Although ISO IDMP standards, designed to harmonise the way the life sciences industry records and manages data about its products, have been more than a decade in the making, companies’ state of readiness to implement and harness IDMP still varies considerably.
The same is true of their relative maturity in supporting FAIR data principles, geared to making data more Findable, Accessible, Interoperable, and Reusable. These are goals that are actively promoted by Pistoia Alliance, a nonprofit industry coalition working to lower barriers to innovation in life science and healthcare R&D through pre-competitive collaboration.
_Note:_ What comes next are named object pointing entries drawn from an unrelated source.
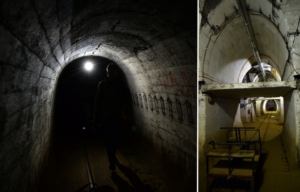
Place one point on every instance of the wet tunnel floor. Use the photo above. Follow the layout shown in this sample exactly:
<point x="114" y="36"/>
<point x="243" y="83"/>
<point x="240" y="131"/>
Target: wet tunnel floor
<point x="67" y="169"/>
<point x="275" y="175"/>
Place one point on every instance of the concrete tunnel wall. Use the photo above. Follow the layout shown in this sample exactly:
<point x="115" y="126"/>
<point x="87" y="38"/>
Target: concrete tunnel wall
<point x="225" y="53"/>
<point x="39" y="38"/>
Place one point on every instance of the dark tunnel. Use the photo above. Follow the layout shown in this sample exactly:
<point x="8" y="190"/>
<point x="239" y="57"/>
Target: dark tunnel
<point x="154" y="45"/>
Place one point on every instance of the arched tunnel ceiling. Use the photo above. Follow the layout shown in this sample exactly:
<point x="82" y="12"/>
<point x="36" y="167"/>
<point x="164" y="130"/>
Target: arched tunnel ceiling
<point x="153" y="42"/>
<point x="226" y="54"/>
<point x="56" y="32"/>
Its IDMPOntology (IDMP-O) project, launched in early 2024, aims to create a shared ontology (a representation of data properties and the relations between them), to encourage uniform adoption of the IDMP standards and, by extension, consistent information exchange.
With renewed momentum around EMA’s IDMP implementation in Europe, FDA’s own related plans in the US, as well as the crossindustry initiatives outlined above, MAIN5 recently partnered with Pistoia Alliance and data registry specialist Accurids to conduct new benchmark research to determine companies’ latest progress and planning around IDMP implementation.
Silos and a Lack of Standardisation Have Compromised Companies’ Digitalisation Ambitions
Large pharma companies now generally have good awareness of the value of IDMP-based
product data standardisation as part of wider process digitalisation ambitions, the survey confirmed. More than 70% of those surveyed identified IDMP’s value as an enabler of cross-functional data integration; only 11% saw compliance as the primary goal of IDMP projects.
Companies generally plan to integrate IDMP data from Regulatory, Manufacturing, Pharmacovigilance, Supply Chain, and Quality functions within the next three years. Research, (pre-) Clinical, and Commercial data integration will follow in the mid-term (within five years). This phased approach indicates that companies are initially prioritising data that supports regulatory submissions and compliance, followed by broader data integration to support product development and commercial strategies to maximise the benefits of IDMP.
As things stand, however, product data management continues to pose a challenge for companies across the board. The benchmark study identified particular issues with manual data collection, data silos, and a lack of data integration across systems. An unclear source of truth and insufficient use of trusted external sources were also flagged as barriers to harnessing product data more strategically.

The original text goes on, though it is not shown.